The dollar and the yen were on the defensive towards the NFP, with EUR/USD around 1.39, GBP/USD around 1.6770, AUD/USD at 0.9128, NZD/USD above 0.85 and USD/CAD under 1.10. -The dollar is stronger after the publication, with USD/JPY reaching new highs.

 Data (updated)

  • Non-Farm Payrolls:  175K  (January saw +113K  before revisions)
  • Participation Rate: 63%  (63% last month )
  • Unemployment Rate:  6.7% ,  6.6% expected  (last month 6.6% before revisions)
  • Revisions:   25K, with +9K in December and +16K in January  (+34K in January)
  • Private Sector NFP: 162K (ADP showed a gain of +139K jobs).
  • Real Unemployment Rate (U-6):  12.6 %(previous: 13.5%).
  • Employment to population ratio: 58.8%  (previous: 58.8%)
  • Average Hourly Earnings:  0.4%  +0.2% expected.
  • Average  workweek:  34.2  (Last month:  34.4 hours).

Market reaction and Analysis

  • The big winner is USD/JPY, which jumps to new highs at 103.44.
  • EUR/USD slides moderately to 1.3875. The Draghi effect is still strong.
  • GBP/USD is down about 30 pips to 1.6740.
  • AUD/USD is down, clinging onto 0.91. NZD/USD loses the 0.85 line.
  • USD/CAD jumps around 100 pips, but this is also due to the poor Canadian jobs report.

So, is the good NFP especially strong, overcoming bad weather?
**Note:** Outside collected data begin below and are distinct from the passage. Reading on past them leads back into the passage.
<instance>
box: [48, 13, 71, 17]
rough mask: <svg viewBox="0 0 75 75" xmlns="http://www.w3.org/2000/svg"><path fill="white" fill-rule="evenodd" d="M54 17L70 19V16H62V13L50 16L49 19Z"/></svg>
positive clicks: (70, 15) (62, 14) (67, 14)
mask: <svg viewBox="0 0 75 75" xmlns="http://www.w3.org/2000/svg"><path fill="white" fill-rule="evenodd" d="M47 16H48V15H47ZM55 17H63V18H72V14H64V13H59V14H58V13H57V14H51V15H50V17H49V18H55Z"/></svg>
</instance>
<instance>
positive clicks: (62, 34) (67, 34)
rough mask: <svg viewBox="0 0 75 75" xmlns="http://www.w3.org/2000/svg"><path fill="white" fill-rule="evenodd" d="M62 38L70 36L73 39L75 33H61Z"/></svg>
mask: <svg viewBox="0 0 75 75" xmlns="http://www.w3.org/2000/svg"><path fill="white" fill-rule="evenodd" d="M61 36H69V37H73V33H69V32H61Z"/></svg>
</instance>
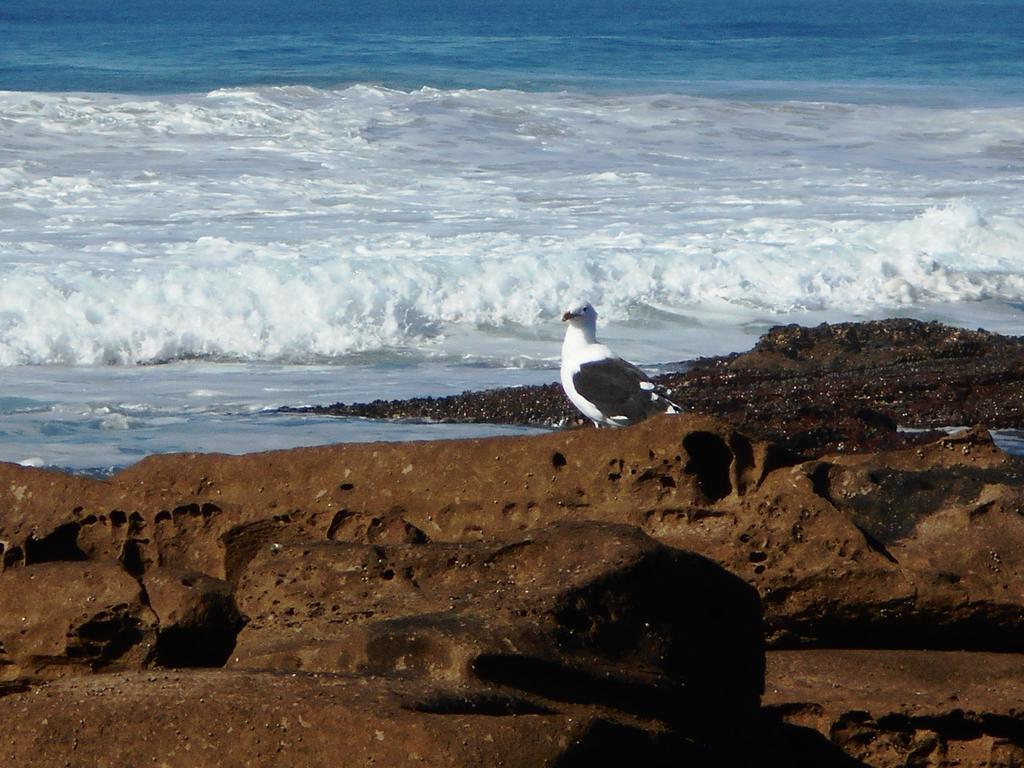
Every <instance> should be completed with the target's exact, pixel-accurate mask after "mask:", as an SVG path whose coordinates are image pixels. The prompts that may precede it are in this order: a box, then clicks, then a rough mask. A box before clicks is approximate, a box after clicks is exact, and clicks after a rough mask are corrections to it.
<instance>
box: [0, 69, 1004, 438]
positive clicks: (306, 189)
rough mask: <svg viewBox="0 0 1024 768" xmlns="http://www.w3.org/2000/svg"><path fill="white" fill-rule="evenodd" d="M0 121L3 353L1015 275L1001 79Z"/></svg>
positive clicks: (552, 313) (869, 311)
mask: <svg viewBox="0 0 1024 768" xmlns="http://www.w3.org/2000/svg"><path fill="white" fill-rule="evenodd" d="M0 126H2V128H3V130H2V133H0V211H2V213H0V365H2V366H16V365H25V364H98V362H116V364H126V362H138V361H155V360H163V359H169V358H177V357H191V356H212V357H228V358H239V359H253V360H258V359H263V360H288V361H309V360H319V359H330V358H338V357H343V356H345V355H351V354H353V353H358V352H375V351H379V350H399V351H413V352H416V353H420V354H433V353H436V354H446V353H465V354H481V353H484V352H485V350H486V349H487V348H488V346H487V340H488V339H489V338H492V337H493V336H494V334H495V333H508V334H511V335H513V336H518V337H520V338H528V337H530V336H531V335H536V334H539V333H540V334H546V333H549V331H548V330H546V329H549V328H550V327H551V326H553V325H554V326H557V323H556V318H557V316H558V314H559V312H560V309H561V308H562V303H563V301H564V298H565V297H566V295H568V294H570V293H571V294H583V295H587V296H589V297H590V299H591V300H592V301H593V302H594V303H595V304H597V305H598V306H599V307H600V309H601V312H602V314H603V315H604V316H605V317H606V318H610V319H611V321H617V322H620V323H628V322H630V321H631V319H633V321H635V319H636V318H638V317H643V316H646V313H649V312H650V311H651V310H652V309H656V310H658V311H659V312H660V313H662V314H660V316H669V317H672V316H676V317H678V318H680V322H682V318H685V319H686V322H689V323H691V324H692V323H694V322H696V323H710V322H712V318H714V317H722V316H729V317H732V318H733V321H731V322H734V323H745V322H752V321H761V319H765V318H769V319H770V318H772V317H774V316H777V315H779V314H780V313H795V312H796V313H799V312H806V311H814V312H818V313H819V314H822V315H823V316H825V317H828V316H833V315H835V316H847V315H855V314H860V313H885V312H888V311H895V310H899V311H900V312H901V313H906V312H908V311H911V310H913V309H915V308H922V307H925V306H929V305H934V304H936V303H940V304H941V303H946V304H949V303H953V304H956V303H959V304H963V303H964V302H981V301H988V302H989V305H990V304H991V302H993V301H994V302H1001V303H1004V304H1006V305H1007V306H1008V311H1013V310H1012V305H1013V304H1015V303H1020V302H1022V301H1024V269H1022V266H1021V265H1022V257H1024V225H1022V223H1021V221H1022V213H1024V211H1022V208H1024V184H1022V181H1021V179H1022V178H1024V110H1022V109H1017V108H1001V109H983V110H979V109H971V110H967V109H965V110H956V109H925V108H913V106H899V105H886V106H872V105H842V104H827V103H798V102H782V103H748V102H740V101H729V100H715V99H698V98H689V97H685V96H678V95H673V96H647V95H630V96H611V95H606V96H597V95H584V94H579V93H522V92H515V91H439V90H432V89H425V90H420V91H416V92H413V93H404V92H399V91H391V90H386V89H380V88H372V87H364V86H358V87H351V88H346V89H343V90H338V91H326V90H316V89H312V88H307V87H289V88H263V89H238V90H221V91H214V92H212V93H209V94H198V95H182V96H173V97H160V98H155V97H145V98H141V97H129V96H119V95H92V94H42V93H0ZM968 314H970V312H968ZM555 332H557V328H556V329H555ZM457 340H458V343H457ZM717 351H728V350H726V349H722V350H717ZM106 424H108V426H111V427H121V426H123V424H124V422H122V421H120V420H118V419H110V420H108V422H106Z"/></svg>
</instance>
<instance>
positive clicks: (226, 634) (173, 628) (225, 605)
mask: <svg viewBox="0 0 1024 768" xmlns="http://www.w3.org/2000/svg"><path fill="white" fill-rule="evenodd" d="M244 626H245V620H244V618H243V617H242V616H241V614H240V613H239V611H238V608H237V607H236V605H234V600H233V599H227V600H223V601H208V602H207V605H206V611H205V613H204V615H203V622H202V623H201V624H195V625H189V626H178V627H170V628H168V629H167V630H165V631H163V632H161V633H160V635H159V637H158V638H157V645H156V648H155V649H154V663H155V664H156V665H158V666H160V667H167V668H171V669H180V668H185V667H223V666H224V665H225V664H227V660H228V659H229V658H230V657H231V651H233V650H234V644H236V641H237V639H238V636H239V632H241V631H242V628H243V627H244Z"/></svg>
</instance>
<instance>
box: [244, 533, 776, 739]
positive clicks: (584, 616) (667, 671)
mask: <svg viewBox="0 0 1024 768" xmlns="http://www.w3.org/2000/svg"><path fill="white" fill-rule="evenodd" d="M238 599H239V604H240V607H241V609H242V610H243V611H244V612H245V613H246V614H247V615H248V616H249V620H250V623H249V625H248V626H247V627H246V628H245V630H243V632H242V634H241V635H240V637H239V643H238V646H237V647H236V649H234V652H233V653H232V665H234V666H238V667H245V668H260V669H273V670H288V671H293V670H294V671H297V670H301V671H304V672H345V673H357V674H361V675H370V676H383V677H387V678H394V677H401V678H409V679H416V680H431V681H434V682H435V683H436V684H437V685H438V686H439V689H440V690H443V689H445V688H446V687H451V686H459V685H466V684H472V685H476V686H479V685H489V686H493V687H496V689H497V690H500V689H502V688H503V687H510V688H515V689H519V690H521V691H524V692H528V693H532V694H537V695H541V696H544V697H546V698H549V699H555V700H560V701H572V702H577V703H589V705H601V706H605V707H610V708H617V709H621V710H623V711H625V712H629V713H631V714H634V715H638V716H645V717H656V718H659V719H663V720H669V721H674V722H677V723H684V724H687V725H688V726H689V729H690V731H691V732H706V731H707V730H708V729H714V728H721V727H722V726H723V725H724V724H725V723H733V724H734V723H735V722H740V721H743V720H752V719H753V718H754V716H755V714H756V712H757V709H758V707H759V700H760V693H761V684H762V680H763V675H764V669H763V653H764V651H763V645H762V627H761V616H760V608H759V602H758V598H757V594H756V593H755V592H754V590H752V589H751V588H750V587H749V586H748V585H745V584H744V583H743V582H741V581H740V580H738V579H736V578H735V577H733V575H731V574H729V573H727V572H726V571H724V570H722V569H721V568H720V567H719V566H717V565H715V564H714V563H712V562H711V561H709V560H707V559H705V558H702V557H699V556H697V555H693V554H691V553H687V552H682V551H679V550H674V549H671V548H669V547H666V546H664V545H659V544H657V543H656V542H654V541H653V540H651V539H649V538H648V537H646V536H644V535H643V534H642V532H640V531H639V530H638V529H637V528H635V527H630V526H624V525H608V524H600V523H562V524H558V525H552V526H549V527H546V528H541V529H538V530H535V531H530V532H529V534H526V535H520V536H519V537H516V538H513V539H511V540H509V541H507V542H505V543H502V544H500V545H497V544H445V545H438V544H421V545H391V546H381V545H377V546H372V545H352V544H338V543H333V542H324V543H318V544H312V543H307V544H290V545H278V544H271V545H268V546H266V547H264V548H263V549H261V550H260V551H259V552H258V553H257V554H256V556H255V557H254V559H253V560H252V561H251V562H250V563H249V565H248V566H247V568H246V569H245V571H244V572H243V573H242V575H241V578H240V579H239V582H238ZM697 722H699V727H698V728H694V724H695V723H697Z"/></svg>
Or is it distorted, this time to the upside?

US trade balance came out as expected at 39.1 billion in January after 38.7 billion in December 2013 (before revisions).

Background

Expectations towards the Non-Farm Payrolls for February dropped after a weak ADP report and even more importantly a contraction seen in employment in the services sector, the largest US sector, according to the ISM Non-Manufacturing PMI.

Nevertheless, the taper train seems to be on track. Only a huge disaster can shift the Fed from tapering QE: the decision was communicated for a long time and Fed officials made it clear that it is on track. In addition, the bad weather is considered by everybody to be distorting the data. We will probably need to get data for the spring before we get clear weather and clear data.